"It would have been dreadful if he had been found guilty when he was innocent all the time."
"But then no one knew he was innocent for certain," the doctor said.
"I felt sure he was innocent," Ruth replied.
"But why did you feel sure, Ruth?"
"I can't exactly say, sir, but I did feel that he was innocent."
The doctor looked puzzled, but at this moment the cab arrived at the station, and the subject was not renewed, but the doctor afterwards wondered to himself more than once whether Ruth could have any particular reason for her assurance of Ronald Mervyn's innocence.
For another ten days the Mervyn trial was the great topic of conversation throughout the country, and the verdict was canvassed with almost as much keenness and heat as the crime had been before the trial. Now that Ronald Mervyn was no longer in hazard of his life, the feeling of pity which had before told so strongly in his favour was wanting. If a man so far forgets himself as to use threats to a woman, he must not be surprised if he gets into trouble. Of course, now the jury had given a verdict of "Not guilty," there was no more to be said. There was no doubt he was a very lucky fellow, and the jury had given him the benefit of the doubt.
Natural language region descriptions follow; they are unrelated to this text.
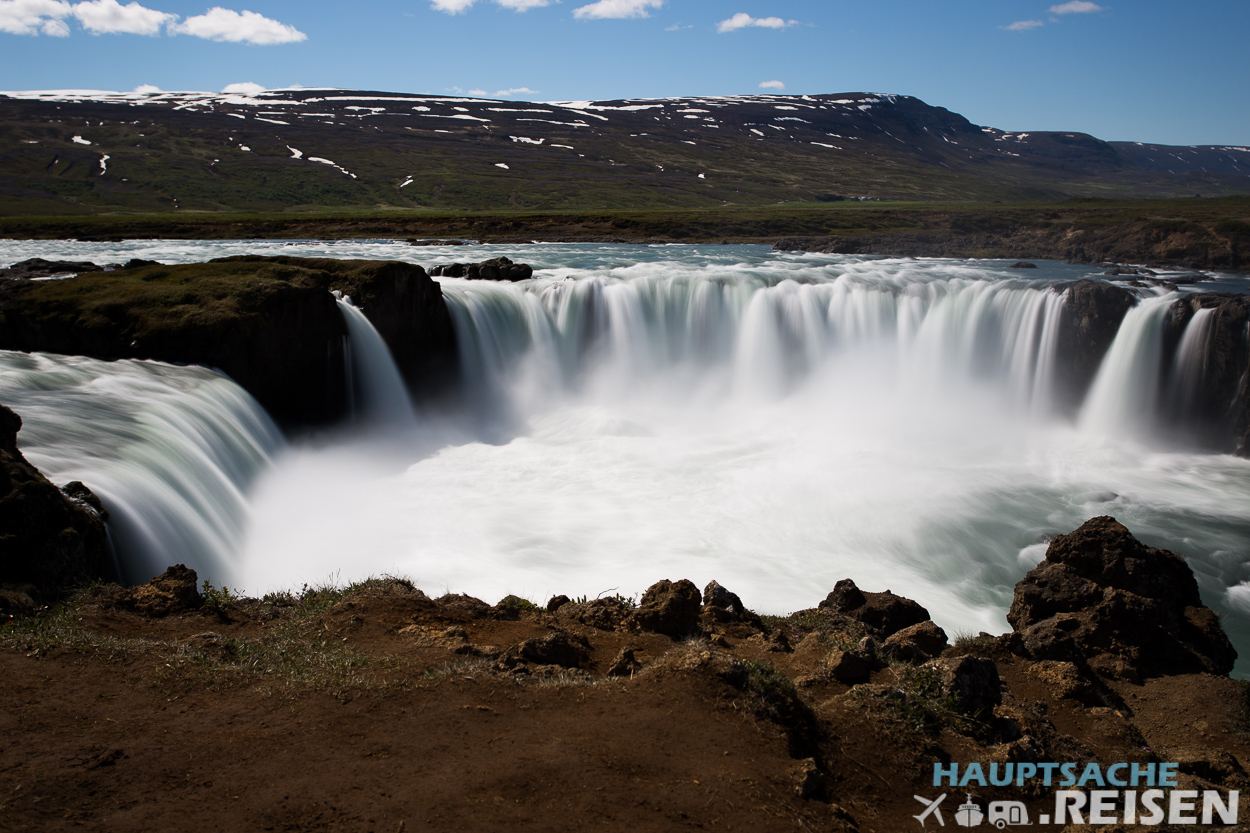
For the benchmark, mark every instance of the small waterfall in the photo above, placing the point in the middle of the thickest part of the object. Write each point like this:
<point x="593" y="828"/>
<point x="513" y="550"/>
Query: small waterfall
<point x="379" y="394"/>
<point x="170" y="450"/>
<point x="1124" y="397"/>
<point x="1189" y="365"/>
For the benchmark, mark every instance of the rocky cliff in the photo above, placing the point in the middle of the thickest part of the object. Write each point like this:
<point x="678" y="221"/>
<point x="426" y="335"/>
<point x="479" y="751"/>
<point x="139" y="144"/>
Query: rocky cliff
<point x="269" y="323"/>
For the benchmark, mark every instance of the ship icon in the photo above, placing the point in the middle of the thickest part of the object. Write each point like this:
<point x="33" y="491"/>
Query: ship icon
<point x="969" y="814"/>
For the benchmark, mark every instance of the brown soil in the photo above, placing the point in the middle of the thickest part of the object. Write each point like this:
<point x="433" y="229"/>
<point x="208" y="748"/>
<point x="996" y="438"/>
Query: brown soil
<point x="368" y="714"/>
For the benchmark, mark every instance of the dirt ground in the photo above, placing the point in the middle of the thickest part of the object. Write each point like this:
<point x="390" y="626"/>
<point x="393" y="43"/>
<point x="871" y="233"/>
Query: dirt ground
<point x="379" y="711"/>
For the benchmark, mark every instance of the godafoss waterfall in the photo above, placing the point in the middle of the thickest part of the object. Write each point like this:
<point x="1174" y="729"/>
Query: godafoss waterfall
<point x="774" y="420"/>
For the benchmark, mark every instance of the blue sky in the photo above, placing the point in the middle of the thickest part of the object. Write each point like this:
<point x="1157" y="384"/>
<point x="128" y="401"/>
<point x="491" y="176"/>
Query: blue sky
<point x="1148" y="70"/>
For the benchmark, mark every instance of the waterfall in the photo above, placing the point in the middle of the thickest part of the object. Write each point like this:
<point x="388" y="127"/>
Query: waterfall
<point x="754" y="335"/>
<point x="170" y="450"/>
<point x="378" y="393"/>
<point x="1189" y="365"/>
<point x="1124" y="398"/>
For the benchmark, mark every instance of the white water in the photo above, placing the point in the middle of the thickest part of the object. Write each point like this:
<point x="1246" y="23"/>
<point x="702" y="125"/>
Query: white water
<point x="170" y="452"/>
<point x="378" y="394"/>
<point x="775" y="422"/>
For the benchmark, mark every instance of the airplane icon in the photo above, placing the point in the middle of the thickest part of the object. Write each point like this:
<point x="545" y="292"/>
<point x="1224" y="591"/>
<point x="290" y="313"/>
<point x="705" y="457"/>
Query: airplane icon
<point x="930" y="807"/>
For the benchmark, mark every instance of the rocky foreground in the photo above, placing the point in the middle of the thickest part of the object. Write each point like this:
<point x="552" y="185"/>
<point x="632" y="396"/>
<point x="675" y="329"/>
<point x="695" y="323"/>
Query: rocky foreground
<point x="379" y="708"/>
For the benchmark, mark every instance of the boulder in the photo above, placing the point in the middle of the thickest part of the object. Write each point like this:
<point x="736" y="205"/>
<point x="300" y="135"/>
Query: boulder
<point x="916" y="643"/>
<point x="601" y="614"/>
<point x="885" y="613"/>
<point x="50" y="540"/>
<point x="670" y="608"/>
<point x="175" y="590"/>
<point x="624" y="664"/>
<point x="973" y="682"/>
<point x="556" y="648"/>
<point x="493" y="269"/>
<point x="718" y="597"/>
<point x="1105" y="599"/>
Still, if he hadn't done it, who had killed Margaret Carne?
Such was the general opinion, and although Ronald had still some staunch adherents in his own neighbourhood, the tide of feeling ran against him.
Two months after the trial, Mrs. Mervyn died, broken down by grief, and while this naturally caused a renewal of the talk, it heightened rather than otherwise the feeling against her son. The general verdict was that it was his doing; whether he killed Margaret Carne or not, there was no doubt that he had killed his mother. All this was doubtless unfair, but it was not unnatural; and only those who believed thoroughly in Ronald's innocence felt how hard this additional pain must be for him.
Immediately the funeral was over, the two girls moved away to London, and the house was advertised to let, but the odour of the recent tragedy hung over it. No one cared to take a house with which such a story was connected. A month or two later there was a sale of the furniture; the house was then shut up and lost to the county. Ten days after the trial it was announced in The Gazette that Ronald Mervyn had retired from the service upon sale of his commission. No one had seen him after he had left the court a free man. His horses were sold a week later, and his other belongings forwarded from the regiment to an address he gave in London. His mother and sister had a few days later gone up for a day to town, and had met him there. He had already written to them that he intended to go abroad, and they did not seek to combat his resolution.